The purchaser, Symphony Post Acute Network, is based in Illinois. Symphony’s long-term plan is to complete an expansion with all private suites to maintain the quality mix and expand the Medicaid program.

The seller was a family-owned business seeking to exit the long-term care industry.

HFF Closes Sale of 6-Property, Multi-State Seniors Housing Portfolio

Holliday Fenoglio Fowler, L.P. (HFF) announced that it has closed the sale of a six-property seniors housing portfolio with 596 total units located in Michigan, Washington, D.C., Philadelphia and Southern California.

HFF marketed the portfolio exclusively on behalf of the seller, a joint venture between Capitol Seniors Housing and The Carlyle Group. The buyer, ROC Seniors Housing Fund Manager, LLC, acquired the portfolio free and clear of existing debt.

The portfolio features 329 assisted living, 114 independent living, 136 memory care and 17 skilled nursing units. The properties in the portfolio are: Raincross at Riverside in Riverside, California; Crown Cove in Corona Del Mar, California; Whittier Place in Whittier, California; Arbor Terrace at Chestnut Hill in Philadelphia; Regent Street of West Bloomfield in West Bloomfield, Michigan; and The Residences at Thomas Circle in Washington, D.C. Overall, the portfolio is 89.1% leased.

The HFF investment sales team representing the seller was led by Managing Directors Chad Lavender and Ryan Maconachy along with Senior Managing Director Gerry Rohm.

Rittenhouse Senior Living in Hoover, Alabama, Sold for $11.1 Million

A Rittenhouse Senior Living property in Hoover, Alabama, was recently sold for $11.1 million, the Birmingham Business Journal reported.

A public record filing revealed that Windsor Healthcare Equities LLC sold the property to Dover, Delaware-based Birmingham Senior Housing I PropCo LLC. Rittenhouse Senior Living of Hoover provides dementia and Alzheimer’s care for seniors.

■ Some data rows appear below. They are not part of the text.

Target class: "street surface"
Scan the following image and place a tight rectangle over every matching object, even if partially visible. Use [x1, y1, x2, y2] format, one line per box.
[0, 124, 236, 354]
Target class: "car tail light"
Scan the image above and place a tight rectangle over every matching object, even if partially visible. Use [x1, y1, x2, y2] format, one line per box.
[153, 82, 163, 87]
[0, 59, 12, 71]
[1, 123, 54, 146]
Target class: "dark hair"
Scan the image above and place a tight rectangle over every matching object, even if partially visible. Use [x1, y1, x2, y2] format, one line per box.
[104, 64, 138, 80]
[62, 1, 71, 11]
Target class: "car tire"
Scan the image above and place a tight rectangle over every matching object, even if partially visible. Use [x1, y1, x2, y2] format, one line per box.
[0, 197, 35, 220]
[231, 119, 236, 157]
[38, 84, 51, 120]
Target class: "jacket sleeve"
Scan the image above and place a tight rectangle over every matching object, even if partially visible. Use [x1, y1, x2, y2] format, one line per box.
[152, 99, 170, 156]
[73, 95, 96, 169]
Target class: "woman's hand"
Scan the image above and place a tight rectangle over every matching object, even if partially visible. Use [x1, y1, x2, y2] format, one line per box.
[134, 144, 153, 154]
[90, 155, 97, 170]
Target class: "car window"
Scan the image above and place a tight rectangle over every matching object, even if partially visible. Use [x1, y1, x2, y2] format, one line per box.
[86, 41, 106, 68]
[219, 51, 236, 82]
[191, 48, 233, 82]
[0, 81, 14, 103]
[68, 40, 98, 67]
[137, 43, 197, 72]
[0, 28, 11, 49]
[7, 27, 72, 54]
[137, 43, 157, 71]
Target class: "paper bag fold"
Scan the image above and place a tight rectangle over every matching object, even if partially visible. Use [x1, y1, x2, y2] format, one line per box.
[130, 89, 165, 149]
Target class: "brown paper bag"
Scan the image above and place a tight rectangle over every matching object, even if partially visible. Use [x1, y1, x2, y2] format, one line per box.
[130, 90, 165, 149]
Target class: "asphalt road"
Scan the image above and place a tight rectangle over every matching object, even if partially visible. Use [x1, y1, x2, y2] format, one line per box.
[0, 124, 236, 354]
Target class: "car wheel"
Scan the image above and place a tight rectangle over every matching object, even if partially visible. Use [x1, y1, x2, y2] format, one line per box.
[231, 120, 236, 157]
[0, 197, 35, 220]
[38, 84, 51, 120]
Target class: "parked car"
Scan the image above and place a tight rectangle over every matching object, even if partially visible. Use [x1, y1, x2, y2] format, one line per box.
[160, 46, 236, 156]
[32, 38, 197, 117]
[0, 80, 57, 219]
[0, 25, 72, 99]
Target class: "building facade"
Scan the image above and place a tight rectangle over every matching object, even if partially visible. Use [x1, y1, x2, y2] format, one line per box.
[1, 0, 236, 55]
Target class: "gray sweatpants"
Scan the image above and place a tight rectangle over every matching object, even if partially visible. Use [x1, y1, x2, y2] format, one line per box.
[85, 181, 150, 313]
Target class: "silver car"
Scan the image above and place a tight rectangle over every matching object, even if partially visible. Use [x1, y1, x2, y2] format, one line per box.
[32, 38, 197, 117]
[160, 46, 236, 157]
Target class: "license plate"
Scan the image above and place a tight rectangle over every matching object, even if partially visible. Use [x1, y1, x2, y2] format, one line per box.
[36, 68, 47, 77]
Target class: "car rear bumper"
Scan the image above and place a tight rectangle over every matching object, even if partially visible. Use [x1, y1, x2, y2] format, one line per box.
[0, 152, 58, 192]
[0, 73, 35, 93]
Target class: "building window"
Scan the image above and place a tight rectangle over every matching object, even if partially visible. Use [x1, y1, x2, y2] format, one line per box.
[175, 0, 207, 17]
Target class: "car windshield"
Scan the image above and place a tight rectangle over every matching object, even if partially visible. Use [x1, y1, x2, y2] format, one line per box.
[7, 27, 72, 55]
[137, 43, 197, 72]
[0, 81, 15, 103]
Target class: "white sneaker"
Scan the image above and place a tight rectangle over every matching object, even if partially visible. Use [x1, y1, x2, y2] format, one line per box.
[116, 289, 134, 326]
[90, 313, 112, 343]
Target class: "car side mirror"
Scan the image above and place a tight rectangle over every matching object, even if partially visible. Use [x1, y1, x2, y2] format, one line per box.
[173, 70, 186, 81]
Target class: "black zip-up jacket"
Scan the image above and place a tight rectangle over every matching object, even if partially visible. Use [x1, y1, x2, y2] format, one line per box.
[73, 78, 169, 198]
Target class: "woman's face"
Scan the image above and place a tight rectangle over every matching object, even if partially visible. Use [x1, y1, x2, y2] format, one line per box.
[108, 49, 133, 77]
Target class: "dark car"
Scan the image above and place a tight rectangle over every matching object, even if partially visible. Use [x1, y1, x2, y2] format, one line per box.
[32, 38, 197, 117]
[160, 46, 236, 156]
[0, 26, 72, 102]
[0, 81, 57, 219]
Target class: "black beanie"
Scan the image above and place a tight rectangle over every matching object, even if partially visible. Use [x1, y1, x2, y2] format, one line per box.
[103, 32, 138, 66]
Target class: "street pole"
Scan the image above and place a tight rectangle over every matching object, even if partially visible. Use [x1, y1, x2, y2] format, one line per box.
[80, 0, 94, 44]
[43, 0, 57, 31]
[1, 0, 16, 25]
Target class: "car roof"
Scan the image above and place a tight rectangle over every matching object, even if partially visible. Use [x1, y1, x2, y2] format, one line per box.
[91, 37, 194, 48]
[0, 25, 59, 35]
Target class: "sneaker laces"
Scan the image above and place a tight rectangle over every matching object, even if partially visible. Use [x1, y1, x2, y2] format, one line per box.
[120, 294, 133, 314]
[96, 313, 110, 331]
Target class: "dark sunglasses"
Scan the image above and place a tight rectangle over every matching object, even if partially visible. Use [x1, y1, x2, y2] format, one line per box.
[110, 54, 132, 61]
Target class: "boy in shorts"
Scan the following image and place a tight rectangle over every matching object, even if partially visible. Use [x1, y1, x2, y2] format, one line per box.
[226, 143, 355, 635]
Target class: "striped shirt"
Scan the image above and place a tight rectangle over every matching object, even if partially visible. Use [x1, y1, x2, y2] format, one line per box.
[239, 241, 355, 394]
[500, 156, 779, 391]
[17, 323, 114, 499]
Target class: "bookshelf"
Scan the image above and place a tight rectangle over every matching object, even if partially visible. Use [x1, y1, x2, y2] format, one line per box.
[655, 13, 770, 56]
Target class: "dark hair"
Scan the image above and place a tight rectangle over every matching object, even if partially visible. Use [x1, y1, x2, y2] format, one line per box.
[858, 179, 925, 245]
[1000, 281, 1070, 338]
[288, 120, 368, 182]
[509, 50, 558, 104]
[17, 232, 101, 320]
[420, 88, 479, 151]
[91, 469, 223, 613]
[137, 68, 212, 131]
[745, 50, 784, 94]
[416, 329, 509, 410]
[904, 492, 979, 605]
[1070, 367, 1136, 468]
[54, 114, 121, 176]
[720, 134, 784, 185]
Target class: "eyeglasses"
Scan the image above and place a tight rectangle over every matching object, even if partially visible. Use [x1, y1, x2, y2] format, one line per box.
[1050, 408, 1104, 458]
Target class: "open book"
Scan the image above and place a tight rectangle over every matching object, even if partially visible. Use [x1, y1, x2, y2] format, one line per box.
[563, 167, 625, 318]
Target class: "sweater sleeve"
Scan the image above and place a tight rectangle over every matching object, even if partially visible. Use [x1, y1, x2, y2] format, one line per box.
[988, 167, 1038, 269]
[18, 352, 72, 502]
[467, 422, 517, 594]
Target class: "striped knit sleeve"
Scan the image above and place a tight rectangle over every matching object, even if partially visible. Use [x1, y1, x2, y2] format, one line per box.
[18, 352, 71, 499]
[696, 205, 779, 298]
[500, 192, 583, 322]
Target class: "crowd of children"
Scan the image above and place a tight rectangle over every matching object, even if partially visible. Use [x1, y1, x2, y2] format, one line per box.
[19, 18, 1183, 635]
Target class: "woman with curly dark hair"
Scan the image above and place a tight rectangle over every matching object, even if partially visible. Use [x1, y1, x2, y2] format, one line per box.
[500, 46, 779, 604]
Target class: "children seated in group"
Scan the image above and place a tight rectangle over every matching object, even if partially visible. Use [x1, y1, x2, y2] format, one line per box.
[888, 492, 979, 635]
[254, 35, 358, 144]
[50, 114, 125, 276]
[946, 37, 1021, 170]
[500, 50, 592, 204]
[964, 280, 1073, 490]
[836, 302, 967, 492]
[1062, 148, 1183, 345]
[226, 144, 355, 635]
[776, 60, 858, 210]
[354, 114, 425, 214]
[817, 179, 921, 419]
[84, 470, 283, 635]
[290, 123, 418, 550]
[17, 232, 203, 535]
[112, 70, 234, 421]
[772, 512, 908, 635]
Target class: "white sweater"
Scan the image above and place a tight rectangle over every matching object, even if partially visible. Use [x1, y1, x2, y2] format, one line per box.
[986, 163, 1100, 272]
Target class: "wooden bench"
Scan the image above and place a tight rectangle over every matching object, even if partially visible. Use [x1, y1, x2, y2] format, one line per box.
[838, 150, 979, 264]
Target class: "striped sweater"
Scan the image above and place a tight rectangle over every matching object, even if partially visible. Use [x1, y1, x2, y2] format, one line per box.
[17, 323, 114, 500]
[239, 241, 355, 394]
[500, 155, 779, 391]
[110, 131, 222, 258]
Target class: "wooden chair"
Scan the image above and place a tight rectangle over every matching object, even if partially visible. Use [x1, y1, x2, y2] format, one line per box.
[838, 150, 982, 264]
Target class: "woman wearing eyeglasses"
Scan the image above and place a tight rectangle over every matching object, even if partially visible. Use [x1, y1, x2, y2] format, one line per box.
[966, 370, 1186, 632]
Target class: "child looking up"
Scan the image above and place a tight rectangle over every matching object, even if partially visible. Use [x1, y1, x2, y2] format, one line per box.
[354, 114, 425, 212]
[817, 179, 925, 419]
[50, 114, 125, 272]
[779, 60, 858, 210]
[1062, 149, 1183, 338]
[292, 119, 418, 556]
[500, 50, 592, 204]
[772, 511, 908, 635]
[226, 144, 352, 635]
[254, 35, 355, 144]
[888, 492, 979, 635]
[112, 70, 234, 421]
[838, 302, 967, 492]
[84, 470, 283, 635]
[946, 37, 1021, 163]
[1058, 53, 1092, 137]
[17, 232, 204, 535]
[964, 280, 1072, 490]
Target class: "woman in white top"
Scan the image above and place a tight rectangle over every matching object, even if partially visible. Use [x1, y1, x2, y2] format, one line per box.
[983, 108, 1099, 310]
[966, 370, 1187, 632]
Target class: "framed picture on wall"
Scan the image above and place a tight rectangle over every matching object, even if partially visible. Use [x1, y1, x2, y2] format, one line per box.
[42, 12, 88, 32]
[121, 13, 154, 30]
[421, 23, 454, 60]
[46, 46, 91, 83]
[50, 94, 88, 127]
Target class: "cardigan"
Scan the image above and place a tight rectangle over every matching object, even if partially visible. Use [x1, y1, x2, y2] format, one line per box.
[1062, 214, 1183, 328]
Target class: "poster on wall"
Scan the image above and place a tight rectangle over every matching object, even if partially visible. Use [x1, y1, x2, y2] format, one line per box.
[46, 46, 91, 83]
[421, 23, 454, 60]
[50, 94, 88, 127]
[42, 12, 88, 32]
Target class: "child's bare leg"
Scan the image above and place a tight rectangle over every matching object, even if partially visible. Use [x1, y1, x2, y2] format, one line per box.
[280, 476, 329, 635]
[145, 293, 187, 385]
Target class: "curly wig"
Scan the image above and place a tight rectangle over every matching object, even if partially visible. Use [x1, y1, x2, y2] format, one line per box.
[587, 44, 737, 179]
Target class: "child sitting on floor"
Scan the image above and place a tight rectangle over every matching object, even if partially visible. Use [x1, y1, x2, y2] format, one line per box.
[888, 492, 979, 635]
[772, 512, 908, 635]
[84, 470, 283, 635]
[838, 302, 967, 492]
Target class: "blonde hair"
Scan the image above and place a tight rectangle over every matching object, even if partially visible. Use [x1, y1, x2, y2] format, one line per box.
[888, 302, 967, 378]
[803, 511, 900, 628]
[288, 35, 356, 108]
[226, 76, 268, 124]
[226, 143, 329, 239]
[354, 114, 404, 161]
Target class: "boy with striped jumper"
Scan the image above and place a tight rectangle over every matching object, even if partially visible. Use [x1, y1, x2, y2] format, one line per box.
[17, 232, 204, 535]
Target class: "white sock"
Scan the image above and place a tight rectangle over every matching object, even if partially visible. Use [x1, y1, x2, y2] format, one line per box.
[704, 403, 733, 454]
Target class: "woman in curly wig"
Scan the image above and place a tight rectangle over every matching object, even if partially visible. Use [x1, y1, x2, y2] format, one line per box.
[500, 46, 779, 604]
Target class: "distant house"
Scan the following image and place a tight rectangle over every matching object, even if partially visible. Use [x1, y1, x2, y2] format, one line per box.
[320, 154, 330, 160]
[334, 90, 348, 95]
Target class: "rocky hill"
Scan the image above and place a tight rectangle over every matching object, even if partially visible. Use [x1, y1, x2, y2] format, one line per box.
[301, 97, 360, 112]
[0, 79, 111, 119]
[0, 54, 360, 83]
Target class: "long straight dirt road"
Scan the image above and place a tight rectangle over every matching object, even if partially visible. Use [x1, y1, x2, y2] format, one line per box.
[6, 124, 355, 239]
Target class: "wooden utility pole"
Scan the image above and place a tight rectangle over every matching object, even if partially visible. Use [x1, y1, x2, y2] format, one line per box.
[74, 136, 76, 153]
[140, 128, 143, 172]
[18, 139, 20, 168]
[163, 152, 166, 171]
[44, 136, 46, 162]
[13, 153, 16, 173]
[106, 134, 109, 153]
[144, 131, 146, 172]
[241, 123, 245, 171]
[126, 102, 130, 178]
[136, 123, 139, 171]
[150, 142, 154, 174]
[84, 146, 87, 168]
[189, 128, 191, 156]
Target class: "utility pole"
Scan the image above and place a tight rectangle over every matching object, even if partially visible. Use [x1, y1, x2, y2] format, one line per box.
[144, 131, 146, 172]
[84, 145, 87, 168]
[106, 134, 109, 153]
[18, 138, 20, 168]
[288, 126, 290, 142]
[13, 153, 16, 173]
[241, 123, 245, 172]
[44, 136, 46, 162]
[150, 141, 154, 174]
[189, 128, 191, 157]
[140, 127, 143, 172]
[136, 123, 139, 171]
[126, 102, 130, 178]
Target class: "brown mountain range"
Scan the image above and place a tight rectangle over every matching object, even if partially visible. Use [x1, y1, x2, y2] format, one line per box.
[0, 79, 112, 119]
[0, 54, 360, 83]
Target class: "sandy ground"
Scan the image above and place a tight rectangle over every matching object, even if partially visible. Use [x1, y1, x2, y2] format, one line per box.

According to its website, Rittenhouse Senior Living owns and operates independent, assisted living and memory care communities in Indiana, Pennsylvania and Alabama, though the community in Hoover was its only community in Alabama.

Auctus Capital Partners Buys 99-Unit Seniors Housing Community in California

Auctus Capital Partners has acquired Chateau at Carmichael Park, a 99-unit independent living, assisted living and memory care community in the Sacramento suburb of Carmichael, California.

The purchase price was undisclosed.

Cushman & Wakefield Senior Housing Capital Markets arranged the first mortgage acquisition financing for San Diego-based Auctus, a private real estate firm. San Francisco-based lender Owens Financial provided the loan.

Chateau at Carmichael Park is a two-story community that was built in 1975. Auctus expects to make physical improvements to both the exterior and interior of the building. Integral Senior Living is set to serve as the operator of the community.

Cushman & Wakefield Senior Director Aaron Rosenzweig arranged the transaction.